Sentosa Island dengan luas 500 hektar merupakan kawasan wisata andalan Singapura. Konsepnya mirip dengan Taman Impian Jaya Ancol yang melokalisasi berbagai wahana hiburan dalam satu kawasan. Namun, perawatan, keteduhan, kenyamanan, dan keterhubungan antarwahananya sangat berbeda.
”Di sini, semua wahana hiburan terhubung dengan bus yang selalu lewat dengan jadwal tetap dan gratis. Selain itu, setiap wahana terawat dengan baik sehingga pengunjung menjadi lebih nyaman,” kata Rizal, sambil menggendong anak bungsunya.
Selain bus yang gratis, 70 persen wilayah Sentosa Island dibiarkan menjadi hutan liar. Masih banyak burung liar yang terbang dengan bebas di pulau ini. Keteduhan membuat udara panas pantai tidak terlalu terasa dan udaranya juga segar.
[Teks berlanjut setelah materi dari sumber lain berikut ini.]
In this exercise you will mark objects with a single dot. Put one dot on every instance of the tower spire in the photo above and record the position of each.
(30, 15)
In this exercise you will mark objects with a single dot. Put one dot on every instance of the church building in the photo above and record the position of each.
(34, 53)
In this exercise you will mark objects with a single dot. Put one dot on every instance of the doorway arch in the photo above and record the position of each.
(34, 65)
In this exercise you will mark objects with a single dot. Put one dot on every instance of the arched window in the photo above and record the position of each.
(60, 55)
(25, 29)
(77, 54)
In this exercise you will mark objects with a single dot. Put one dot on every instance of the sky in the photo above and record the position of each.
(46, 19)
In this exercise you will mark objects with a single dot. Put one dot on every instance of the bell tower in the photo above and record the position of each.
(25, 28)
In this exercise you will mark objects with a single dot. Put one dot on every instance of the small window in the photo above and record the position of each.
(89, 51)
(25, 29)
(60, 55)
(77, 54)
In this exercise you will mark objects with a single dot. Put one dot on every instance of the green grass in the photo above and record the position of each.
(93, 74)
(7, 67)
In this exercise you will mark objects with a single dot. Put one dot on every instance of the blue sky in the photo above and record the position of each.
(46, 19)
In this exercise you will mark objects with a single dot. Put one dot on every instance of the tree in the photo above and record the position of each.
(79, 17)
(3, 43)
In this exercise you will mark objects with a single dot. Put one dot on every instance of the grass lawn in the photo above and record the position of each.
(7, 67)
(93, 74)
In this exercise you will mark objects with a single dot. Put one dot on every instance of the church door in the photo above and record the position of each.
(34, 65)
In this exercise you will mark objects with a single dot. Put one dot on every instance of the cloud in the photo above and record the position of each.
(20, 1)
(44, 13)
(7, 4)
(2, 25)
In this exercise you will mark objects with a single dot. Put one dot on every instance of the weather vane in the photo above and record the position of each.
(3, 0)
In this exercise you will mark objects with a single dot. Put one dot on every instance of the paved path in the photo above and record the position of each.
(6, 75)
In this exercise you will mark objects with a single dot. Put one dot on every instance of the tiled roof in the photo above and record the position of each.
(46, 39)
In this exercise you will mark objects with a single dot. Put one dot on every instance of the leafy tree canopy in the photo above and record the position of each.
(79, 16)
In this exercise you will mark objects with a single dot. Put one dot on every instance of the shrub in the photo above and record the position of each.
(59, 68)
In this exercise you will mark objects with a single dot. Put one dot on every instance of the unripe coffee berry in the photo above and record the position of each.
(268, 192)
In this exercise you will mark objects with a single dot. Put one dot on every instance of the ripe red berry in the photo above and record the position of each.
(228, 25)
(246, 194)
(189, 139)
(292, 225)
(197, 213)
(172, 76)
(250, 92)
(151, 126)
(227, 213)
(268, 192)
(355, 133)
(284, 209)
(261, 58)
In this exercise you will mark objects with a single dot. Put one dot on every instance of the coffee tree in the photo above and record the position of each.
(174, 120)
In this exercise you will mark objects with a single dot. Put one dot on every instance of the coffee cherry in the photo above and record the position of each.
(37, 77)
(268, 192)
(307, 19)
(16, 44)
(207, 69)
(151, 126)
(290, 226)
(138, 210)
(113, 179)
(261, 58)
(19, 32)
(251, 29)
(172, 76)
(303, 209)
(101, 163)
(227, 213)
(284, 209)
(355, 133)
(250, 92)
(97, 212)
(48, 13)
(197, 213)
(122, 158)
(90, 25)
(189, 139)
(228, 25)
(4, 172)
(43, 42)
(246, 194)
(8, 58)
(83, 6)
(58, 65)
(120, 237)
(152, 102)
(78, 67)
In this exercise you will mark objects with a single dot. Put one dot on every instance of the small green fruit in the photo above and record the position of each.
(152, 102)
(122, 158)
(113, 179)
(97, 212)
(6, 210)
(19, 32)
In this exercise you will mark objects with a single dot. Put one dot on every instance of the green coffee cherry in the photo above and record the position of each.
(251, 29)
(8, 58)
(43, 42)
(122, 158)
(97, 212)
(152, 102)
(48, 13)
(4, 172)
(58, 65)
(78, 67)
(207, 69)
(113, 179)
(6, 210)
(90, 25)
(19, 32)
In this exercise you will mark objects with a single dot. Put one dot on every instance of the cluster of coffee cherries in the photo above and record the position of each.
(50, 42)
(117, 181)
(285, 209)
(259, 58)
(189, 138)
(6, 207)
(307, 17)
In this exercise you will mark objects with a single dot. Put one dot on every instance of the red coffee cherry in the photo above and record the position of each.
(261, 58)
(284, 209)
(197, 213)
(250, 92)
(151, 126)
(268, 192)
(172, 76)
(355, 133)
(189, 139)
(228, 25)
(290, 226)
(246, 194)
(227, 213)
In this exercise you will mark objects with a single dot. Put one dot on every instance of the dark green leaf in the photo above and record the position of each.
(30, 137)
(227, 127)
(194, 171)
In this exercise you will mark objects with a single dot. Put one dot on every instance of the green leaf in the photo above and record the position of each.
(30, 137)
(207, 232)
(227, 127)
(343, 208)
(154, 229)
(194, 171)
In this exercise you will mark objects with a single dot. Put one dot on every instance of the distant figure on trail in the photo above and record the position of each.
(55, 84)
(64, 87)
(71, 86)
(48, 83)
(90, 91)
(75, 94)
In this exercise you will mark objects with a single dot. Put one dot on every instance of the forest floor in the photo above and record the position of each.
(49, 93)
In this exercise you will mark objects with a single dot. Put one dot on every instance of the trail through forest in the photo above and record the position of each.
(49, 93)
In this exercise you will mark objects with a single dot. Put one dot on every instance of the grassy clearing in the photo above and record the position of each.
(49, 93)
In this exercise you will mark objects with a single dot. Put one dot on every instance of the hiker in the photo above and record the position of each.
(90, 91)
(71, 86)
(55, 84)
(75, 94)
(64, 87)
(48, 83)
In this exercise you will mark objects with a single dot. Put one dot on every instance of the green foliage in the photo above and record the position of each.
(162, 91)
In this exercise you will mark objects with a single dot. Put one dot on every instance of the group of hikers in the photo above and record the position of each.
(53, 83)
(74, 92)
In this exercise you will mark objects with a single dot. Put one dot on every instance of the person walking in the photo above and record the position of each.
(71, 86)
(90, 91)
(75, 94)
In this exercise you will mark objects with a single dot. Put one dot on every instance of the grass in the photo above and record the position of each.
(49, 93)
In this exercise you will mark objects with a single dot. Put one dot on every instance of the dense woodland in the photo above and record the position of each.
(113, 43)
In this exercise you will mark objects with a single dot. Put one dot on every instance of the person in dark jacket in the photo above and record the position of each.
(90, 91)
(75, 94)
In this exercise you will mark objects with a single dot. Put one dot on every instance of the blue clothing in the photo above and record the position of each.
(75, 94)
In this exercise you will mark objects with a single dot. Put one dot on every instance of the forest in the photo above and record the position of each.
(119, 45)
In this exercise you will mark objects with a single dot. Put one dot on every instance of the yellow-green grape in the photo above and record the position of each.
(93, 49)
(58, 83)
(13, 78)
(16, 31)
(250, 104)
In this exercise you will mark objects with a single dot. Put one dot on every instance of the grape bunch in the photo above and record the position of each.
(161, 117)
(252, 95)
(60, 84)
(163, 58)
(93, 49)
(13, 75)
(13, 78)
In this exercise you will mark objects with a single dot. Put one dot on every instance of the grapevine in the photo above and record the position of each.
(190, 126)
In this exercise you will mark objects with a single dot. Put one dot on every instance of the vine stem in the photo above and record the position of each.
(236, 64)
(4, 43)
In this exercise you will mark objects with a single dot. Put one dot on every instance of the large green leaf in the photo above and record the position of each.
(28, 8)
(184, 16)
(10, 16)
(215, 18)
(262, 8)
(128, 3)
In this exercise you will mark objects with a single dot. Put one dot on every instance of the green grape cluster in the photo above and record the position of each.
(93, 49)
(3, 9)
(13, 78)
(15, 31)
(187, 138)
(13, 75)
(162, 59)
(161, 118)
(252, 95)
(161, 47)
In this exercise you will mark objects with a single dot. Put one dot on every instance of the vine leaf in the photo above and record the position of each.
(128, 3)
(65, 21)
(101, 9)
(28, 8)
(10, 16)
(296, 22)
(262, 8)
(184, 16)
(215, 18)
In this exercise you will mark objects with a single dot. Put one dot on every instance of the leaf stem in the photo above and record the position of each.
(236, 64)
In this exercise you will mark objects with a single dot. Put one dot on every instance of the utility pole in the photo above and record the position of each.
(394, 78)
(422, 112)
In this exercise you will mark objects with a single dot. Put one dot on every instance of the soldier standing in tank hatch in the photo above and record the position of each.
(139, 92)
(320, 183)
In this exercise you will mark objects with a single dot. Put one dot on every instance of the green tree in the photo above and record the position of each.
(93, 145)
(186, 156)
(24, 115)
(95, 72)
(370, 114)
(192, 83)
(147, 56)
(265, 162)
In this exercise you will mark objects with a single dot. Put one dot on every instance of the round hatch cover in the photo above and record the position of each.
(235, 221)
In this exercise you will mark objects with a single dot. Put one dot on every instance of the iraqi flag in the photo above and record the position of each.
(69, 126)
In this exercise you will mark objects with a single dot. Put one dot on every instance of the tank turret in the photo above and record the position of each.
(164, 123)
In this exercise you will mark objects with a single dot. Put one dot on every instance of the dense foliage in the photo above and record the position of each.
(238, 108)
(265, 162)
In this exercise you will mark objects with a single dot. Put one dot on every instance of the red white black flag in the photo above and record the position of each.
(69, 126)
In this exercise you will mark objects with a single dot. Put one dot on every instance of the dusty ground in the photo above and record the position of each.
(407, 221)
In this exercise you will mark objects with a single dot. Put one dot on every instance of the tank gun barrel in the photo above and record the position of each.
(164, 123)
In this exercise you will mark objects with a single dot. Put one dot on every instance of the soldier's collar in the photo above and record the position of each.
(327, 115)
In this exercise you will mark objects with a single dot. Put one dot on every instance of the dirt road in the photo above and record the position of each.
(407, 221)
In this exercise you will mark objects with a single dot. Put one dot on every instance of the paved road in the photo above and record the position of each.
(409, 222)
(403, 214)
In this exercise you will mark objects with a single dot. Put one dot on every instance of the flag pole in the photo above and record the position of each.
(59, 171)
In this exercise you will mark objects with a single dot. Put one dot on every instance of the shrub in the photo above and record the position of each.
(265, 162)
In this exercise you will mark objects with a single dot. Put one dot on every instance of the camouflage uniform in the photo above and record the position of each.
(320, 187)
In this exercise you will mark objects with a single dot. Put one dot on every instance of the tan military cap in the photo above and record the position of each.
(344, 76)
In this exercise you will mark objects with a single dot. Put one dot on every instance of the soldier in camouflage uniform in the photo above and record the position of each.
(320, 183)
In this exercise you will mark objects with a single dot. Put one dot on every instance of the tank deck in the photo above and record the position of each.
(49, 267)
Bachtiar, pengunjung dari Jakarta, mengatakan, Jakarta dapat mengungguli kehebatan Sentosa Island jika menambahkan beberapa sentuhan teknologi maju dalam setiap wahana. Selain itu, perlu juga sarana untuk menghubungkan antarwahana dengan lebih mudah dan gratis.
Variasi pertunjukan di Ancol juga dapat ditingkatkan untuk menarik semakin banyak wisatawan asing dan domestik. ”Pantai Ancol sebenarnya lebih bagus dari pada di sini. Namun, di sini jauh lebih bersih sehingga pengunjung tidak akan ragu untuk bermain di air,” kata Angel. Bisa jadi Sentosa Island adalah ”Ancolnya” Singapura.